昼食を摂って、サラマッドとアマラとYATCHは函館へ。ハニさんとわたしはそのまま札幌。
e0058439_23153870.jpg夜は、ギャラリーでハニさんを囲んでのアートトーク。持ち寄った食べ物やお酒をつまみつつ、ハニ画伯の抽象画にたいする話が弾む。古代文明の細かな説明にハニさんは、「カオリ、もうわかってるだろ、頼むよ」と任せるほど上機嫌。故郷ヒートのアスファルトのこと、バビロンのこと、イラクの木なつめやしのこと、光のこと。昨日の酪農学園大学の生徒さんもいらしてくださった。30人ほどのパーティ、ささやかで贅沢な時間が流れていった。

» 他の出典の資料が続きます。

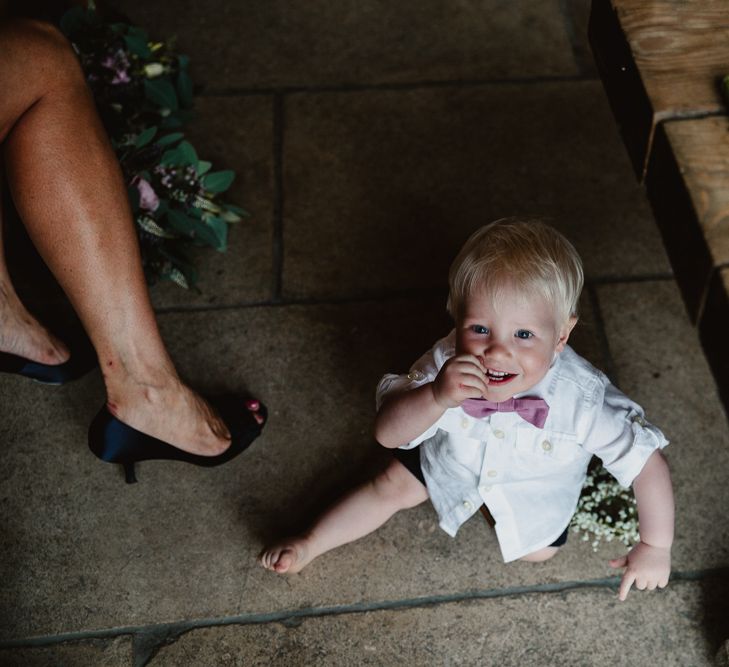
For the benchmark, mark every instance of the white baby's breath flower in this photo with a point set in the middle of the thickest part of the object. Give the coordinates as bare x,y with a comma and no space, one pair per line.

LAN TO IRAQプロジェクトに携わる者として、作品が売れることはよろこばしいのと同時に、我が子のように溺愛している絵とお別れするのが子離れできない親にも似た心境になる。すきだよ、元気でね、可愛がってもらってね、とお酒を片手に1人、売れていったアート達にさよならを告げる。でもそうやって、展示や売却によってイラクの文化や芸術が日本にひろまることは、わたしの本望であり務めなのだから。
アッラーイサハディック(おつかれさま)、ミスター・ハニ。外に出ると、目に見えるか見えないかというぐらいほんのりと、雪が舞っていた。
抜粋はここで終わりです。